In the same year a psychiatrist named John Johnson reported on the psychological problems of former fighters in the British Journal of Psychiatry. Johnson found that 16 of the 17 subjects he examined were suffering from one or more of the following clinical conditions: chronic amnesia, morbid jealousy, undue rage reactions or outright psychosis. Using air encephalography, a technique that produces an X ray after air is injected into the brain, Johnson also found a pattern of cerebral atrophy in 10 of the 17. It had long been known that brain tissue doesn't regenerate, that damaged brain cells are lost forever. More than half the men in the sample, in other words, were missing brain tissue. Johnson was interested in the charge that punch-drunk fighters had drinking problems. Alcoholism, like senility, can cause loss of brain cells and evoke psychological disturbances similar to the ones he studied, but Johnson maintained that the patterns of damage in his air encephalograms of boxers were never seen in alcoholics.

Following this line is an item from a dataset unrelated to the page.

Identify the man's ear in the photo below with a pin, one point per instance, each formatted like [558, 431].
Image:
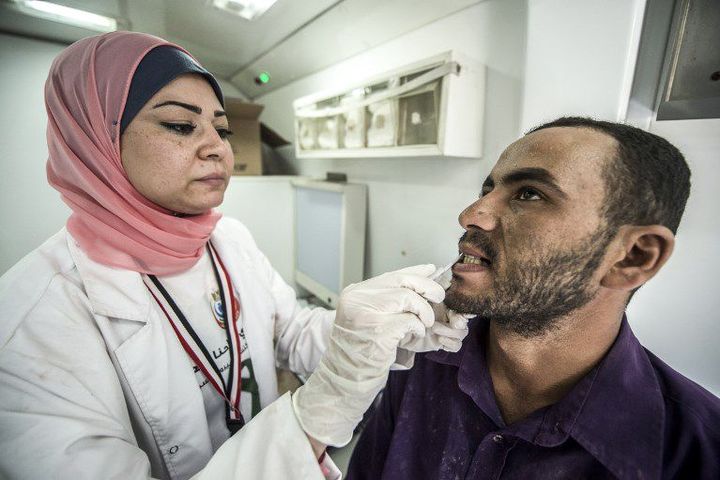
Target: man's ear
[642, 251]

In 1973 came the most important study to date, when the brains of punch-drunk fighters were examined in physical detail. Dr. J.A.N. Corsellis, a neuropathologist, and his colleagues in England performed autopsies on the brains of 15 former fighters who had died of natural causes. Friends and family members had provided accounts of the boxers' conditions in later life, from which Corsellis had determined that they had been punch-drunk. The autopsies revealed a striking pattern of cerebral atrophy in 14 of the 15. Though the researchers said that medical controls in boxing had probably improved since their fighters were active, they warned: "...there is still the danger that, at an unpredictable moment and for an unknown reason, one or more blows will leave their mark. The destruction of cerebral tissue will have then begun and although this will usually be slight enough in the early stage to be undetectable, it may build up, if the boxing continues, until it becomes clinically evident. At this point, however, it could already be too late...."

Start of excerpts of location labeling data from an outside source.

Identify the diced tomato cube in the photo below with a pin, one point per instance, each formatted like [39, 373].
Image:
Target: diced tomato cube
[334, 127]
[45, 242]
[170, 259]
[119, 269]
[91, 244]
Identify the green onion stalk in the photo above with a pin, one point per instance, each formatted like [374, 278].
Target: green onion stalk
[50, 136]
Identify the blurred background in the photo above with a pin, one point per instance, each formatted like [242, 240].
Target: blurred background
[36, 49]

The abnormalities and atrophy Corsellis found were located deep in the middle of the brain, around the septum pellucidum (illustrations, pages 62-63), and also in the cerebellum, the outer section close to the back of the head. The cerebellar structures regulate muscular coordination and balance. A person with damage here may slur his speech or may appear to stagger—"walk on his heels," in ring parlance. The deep midline regions help regulate short-term memory. Forgetfulness may occur if a person has lost tissue here. The conspicuous hallmarks of this damage are abnormally enlarged ventricles, the ventricles being the brain vessels filled with spinal fluid. They expand to fill the space left by the tissue atrophying around them. A more critical finding is a cavum septum pellucidum—literally, a cave in the septum. The jarring from cumulative punches may eventually cause the septum to pull apart, leaving a tunnel-like hole two to eight millimeters wide between the ventricles.
In the 1970s came the introduction of the tool that has revolutionized the medical literature on boxing. This is the CAT scan (computerized axial tomography), a highly advanced form of X ray. With it, abnormalities in the brain can now be observed as they develop and before they result in symptoms. Within the past year three independent studies utilizing CAT scans have come to similar conclusions about chronic brain impairment among boxers.